I mean, I work at a company that I'd say does a pretty good job of this--in a regulated industry and after getting burned a few times. But you can still go full-send with VP approval, and the risk becomes part of the cost of doing business.

[notepad0x90]

the problem goes even deeper, execs chase short term profits and stock ticker bumps, that's the root cause in my opinion. You shouldn't prioritize security over the main business and profit, that was not my suggestion, but you should prioritize long term profits and reputation (ability to make even more profits in the long term), which is where security comes into play.

In other words, security is necessary for business. Just like how you would want your offices secured from burglars -- because otherwise you can't do business well -- you should want your digital assets secured from hackers, except unlike physical security, it isn't just local malicious actors and competitors after your business but intellectual property thieves, hacktivists, financially motivated cybergangs and more (not just nation state actors).

Failure to give proper priority and funding to cybersecurity, is failure to ensure conditions that make the company profitable and viable in the long term.

[eropple]

> security is necessary for business

It's not, though, that's the thing you aren't picking up. Managing risk to the tolerances necessary to make money is necessary for business. That's what's being done.

You say that it's about the long term, but within epsilon of nobody has gone out of business or even been seriously impacted by bad security posture. Experian gets wrecked on the regular, but it's not going out of business. Azure springs holes regularly enough that Corey Quinn has an ongoing schtick about it, but Microsoft isn't going out of business, either.

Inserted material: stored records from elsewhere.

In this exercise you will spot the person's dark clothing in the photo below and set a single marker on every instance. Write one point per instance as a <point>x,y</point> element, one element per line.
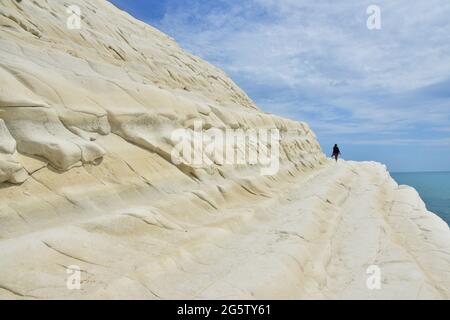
<point>336,152</point>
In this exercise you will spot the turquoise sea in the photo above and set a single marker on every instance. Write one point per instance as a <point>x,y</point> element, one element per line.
<point>433,187</point>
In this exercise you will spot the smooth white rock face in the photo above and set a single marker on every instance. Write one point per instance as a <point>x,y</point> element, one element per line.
<point>87,180</point>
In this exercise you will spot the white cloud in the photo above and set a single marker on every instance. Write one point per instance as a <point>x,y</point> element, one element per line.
<point>318,60</point>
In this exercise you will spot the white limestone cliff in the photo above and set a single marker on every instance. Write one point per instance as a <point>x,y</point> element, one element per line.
<point>87,179</point>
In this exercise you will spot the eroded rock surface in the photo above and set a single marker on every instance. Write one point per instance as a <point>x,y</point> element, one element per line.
<point>86,124</point>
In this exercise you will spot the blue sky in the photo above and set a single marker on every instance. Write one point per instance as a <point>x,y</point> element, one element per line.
<point>382,95</point>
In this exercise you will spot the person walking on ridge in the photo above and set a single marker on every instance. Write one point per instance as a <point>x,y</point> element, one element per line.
<point>336,152</point>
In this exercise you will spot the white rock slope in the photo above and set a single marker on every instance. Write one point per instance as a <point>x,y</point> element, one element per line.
<point>86,179</point>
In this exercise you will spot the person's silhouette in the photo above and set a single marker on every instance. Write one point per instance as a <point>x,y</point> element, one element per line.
<point>336,152</point>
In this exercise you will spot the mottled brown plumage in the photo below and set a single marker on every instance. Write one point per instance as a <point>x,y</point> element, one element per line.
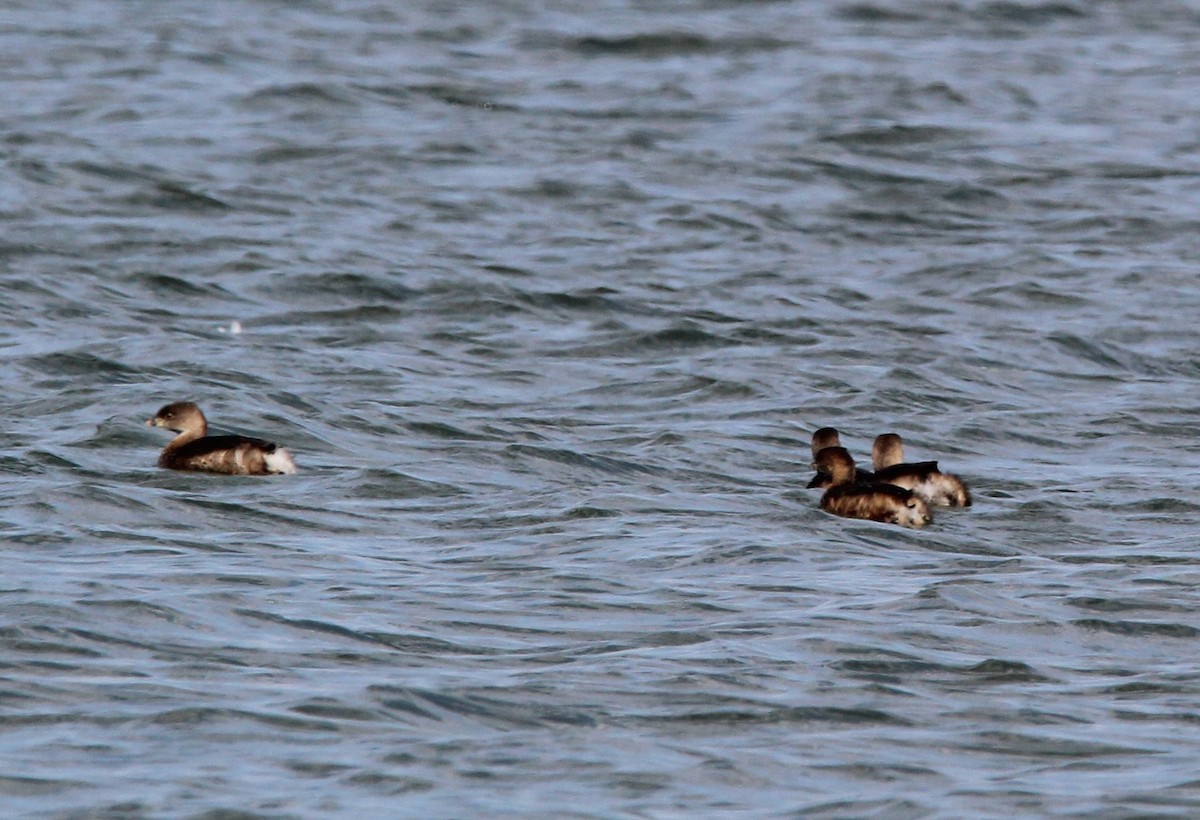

If you want security to be necessary for business, you need to make failing to operate securely a legitimate threat to an organization. Waiting for consumers to act collectively means you'll die of old age before seeing a twitch, so you're really talking about legislation. I would be in favor of this, to be clear--I think we as an industry are bad at cybersecurity, terrible even. But I'm describing what is, not what ought.

[notepad0x90]

Companies go out business because someone from China stole their intellectual property, that isn't uncommon. There are companies like riskiq and bitsight that rank your security posture, which other companies use to decide on giving you their business. If it is between your ransomwared company and the competition, you just lost a business advantage there. Azure and Microsoft are bad example, as is Experian, they don't have much competition. I think the whole ransomware trend has skewed how people think about security. It isn't just outages like the ones caused by ransomware that are a concern, keeping secrets and confidential information from your competition is a big deal. as is the trust of your clients, that you will protect their information.

> Managing risk to the tolerances necessary to make money is necessary for business. That's what's being done.

I agree, but that isn't what is being done at most places. Every organization should spend as much as their risk tolerance allows them to do so on security. My problem is with spending as little as possible without getting into legal trouble.